The authors addressed the limitations adequately, however, could emphasize more on the dramatic inference time increase that results from the reranking step.

作者回复

Many thanks for your comments and feedback. We discuss your main concerns in the following.


“Reranking contributes only around 5% of the overall effectiveness on average (Table 4 RankRAG compared to Llama3-ChatQA-1.5-X), and the 7x computational overhead in inference time raises questions about its realistic application

  • First, we would like to clarify that the 7x computational overhead of ChatQA-1.5-8B occurs when RankRAG-8B reranks 100 retrieved contexts. By doing so, the smaller RankRAG-8B outperforms most state-of-the-art large models including Mixtral-8x22B-Instruct and RePlug 65B, except ChatQA-1.5 70B and Claude 2. Notably, RankRAG-8B even outperforms ChatQA-1.5-70B on NQ (50.6 vs. 47.0), PopQA (57.7 vs. 50.9), and Inscit (33.3 vs. 32.3). Its average score across nine datasets (52.6) is 3 points higher than same size ChatQA-1.5-8B (49.6), 5.5 points higher than much larger Llama3-Instruct 70B (47.1), while being just 1 point below SOTA ChatQA-1.5-70B (53.6). These accuracy gains over frontier-class models are not marginal.
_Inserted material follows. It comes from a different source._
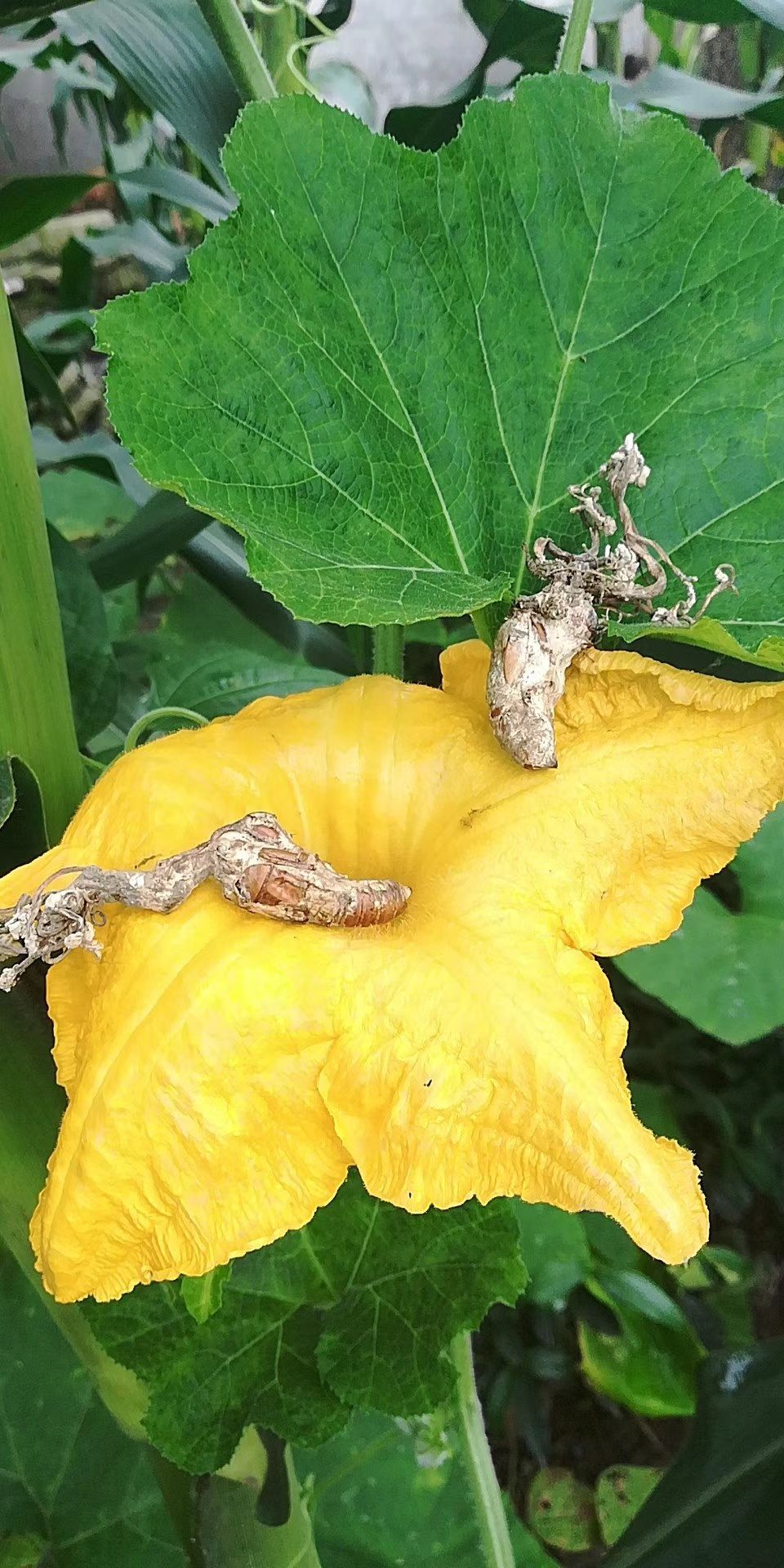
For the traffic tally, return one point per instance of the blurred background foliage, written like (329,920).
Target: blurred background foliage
(617,1390)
  • Second, RankRAG 70b only uses top-30 contexts for reranking (mentioned in Line 242) with around 2.5x overhead when compared to ChatQA-70b.
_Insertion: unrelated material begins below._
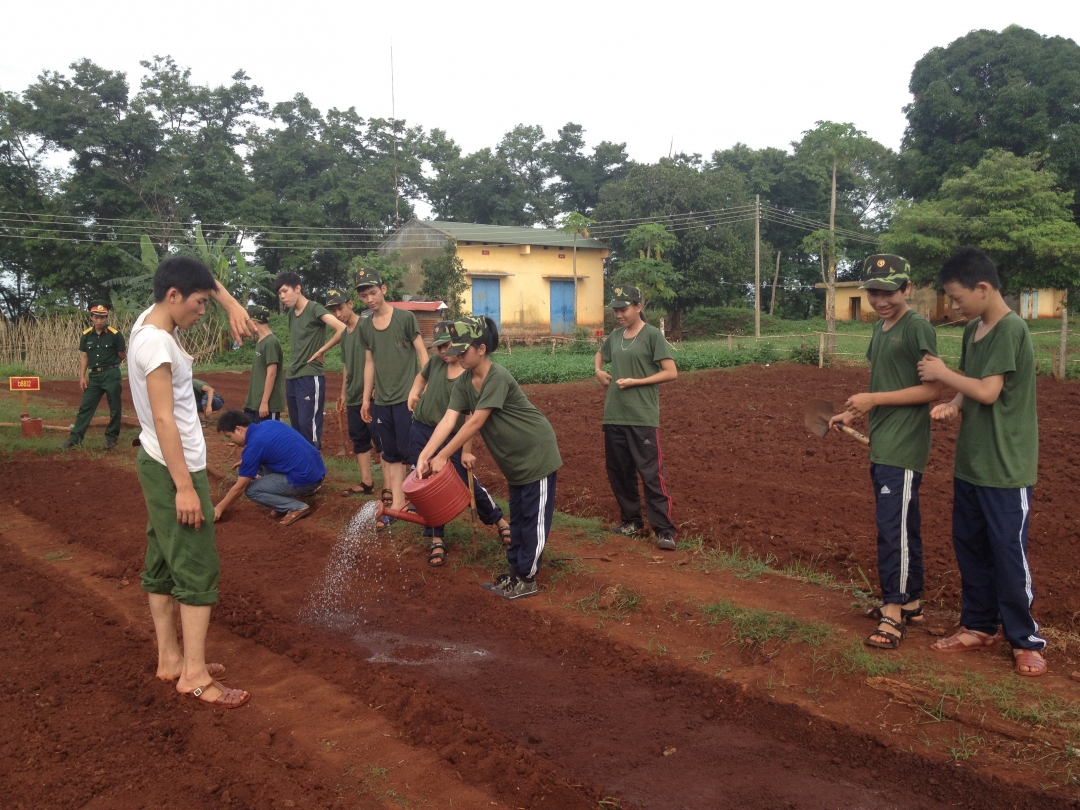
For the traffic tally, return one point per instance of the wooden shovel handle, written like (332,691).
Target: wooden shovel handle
(855,434)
  • Third, the 7x overhead was calculated using a basic PyTorch setup without optimizations. Techniques like prefilling and batching could notably decrease this overhead since the instruction prompt and question are shared for 100 passages, suggesting significant potential for improved deployment efficiency.

  • We have also demonstrated a compelling accuracy-efficiency trade-off in Figure 5. For example, when RankRAG-8B reranks 30 contexts, the computational overhead is 2.5x that of ChatQA-1.5-8B, while its accuracy on NQ increases from 42.4 to 49.4, outperforming ChatQA-1.5-70B (NQ: 47.0) by 5%. We show the performance of RankRAG 8B with ranking 30 contexts, which consistently outperforms ChatQA 8B with an average gain of 2.3%. The gain is significant on 7 of 9 datasets.


“No significance testing was done …“

  • Research on few/zero-shot evaluation of LLMs often lacks statistical significance reporting due to two main challenges: 1) most baselines, such as PaLM 2, RA-DIT, do not release model weights, prompts and prediction results; and 2) the zero-shot performance of LLMs shows significant variance, as evidenced by the Open LLM Leaderboard, where no single model consistently leads across all datasets.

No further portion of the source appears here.